Gene Regulation, Chromatin and Epigenetics |
JWA regulates XRCC1 and functions as a novel base excision repair protein in oxidative-stress-induced DNA single-strand breaks
1Department of Molecular Cell Biology and Toxicology, Cancer Centre, School of Public Health, Nanjing Medical University, Nanjing 210029, People's Republic of China and 2Department of Dermatology and Skin Science, Jack Bell Research Centre, Vancouver Coastal Health Research Institute, University of British Columbia, Vancouver, British Columbia V6H 3Z6, Canada
*To whom correspondence should be addressed. Tel: +86 25 8686 2961; Fax: +86 25 8686 2050; Email: jwzhou{at}njmu.edu.cn
Received October 20, 2008. Revised January 17, 2009. Accepted January 19, 2009.

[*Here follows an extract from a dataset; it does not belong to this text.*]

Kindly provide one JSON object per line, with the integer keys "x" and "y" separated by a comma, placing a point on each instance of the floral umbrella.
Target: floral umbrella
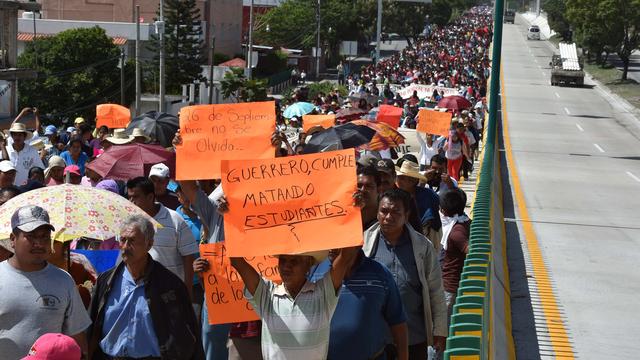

JWA was recently demonstrated to be involved in cellular responses to environmental stress including oxidative stress. Although it was found that JWA protected cells from reactive oxygen species-induced DNA damage, upregulated base excision repair (BER) protein XRCC1 and downregulated PARP-1, the molecular mechanism of JWA in regulating the repair of DNA single-strand breaks (SSBs) is still unclear. Our present studies demonstrated that a reduction in JWA protein levels in cells resulted in a decrease of SSB repair capacity and hypersensitivity to DNA-damaging agents such as methyl methanesulfonate and hydrogen peroxide. JWA functioned as a repair protein by multi-interaction with XRCC1. On the one hand, JWA was translocated into the nucleus by the carrier protein XRCC1 and co-localized with XRCC1 foci after oxidative DNA damage. On the other hand, JWA via MAPK signaling pathway regulated nuclear factor E2F1, which further transcriptionally regulated XRCC1. In addition, JWA protected XRCC1 protein from ubiquitination and degradation by proteasome. These findings indicate that JWA may serve as a novel regulator of XRCC1 in the BER protein complex to facilitate the repair of DNA SSBs.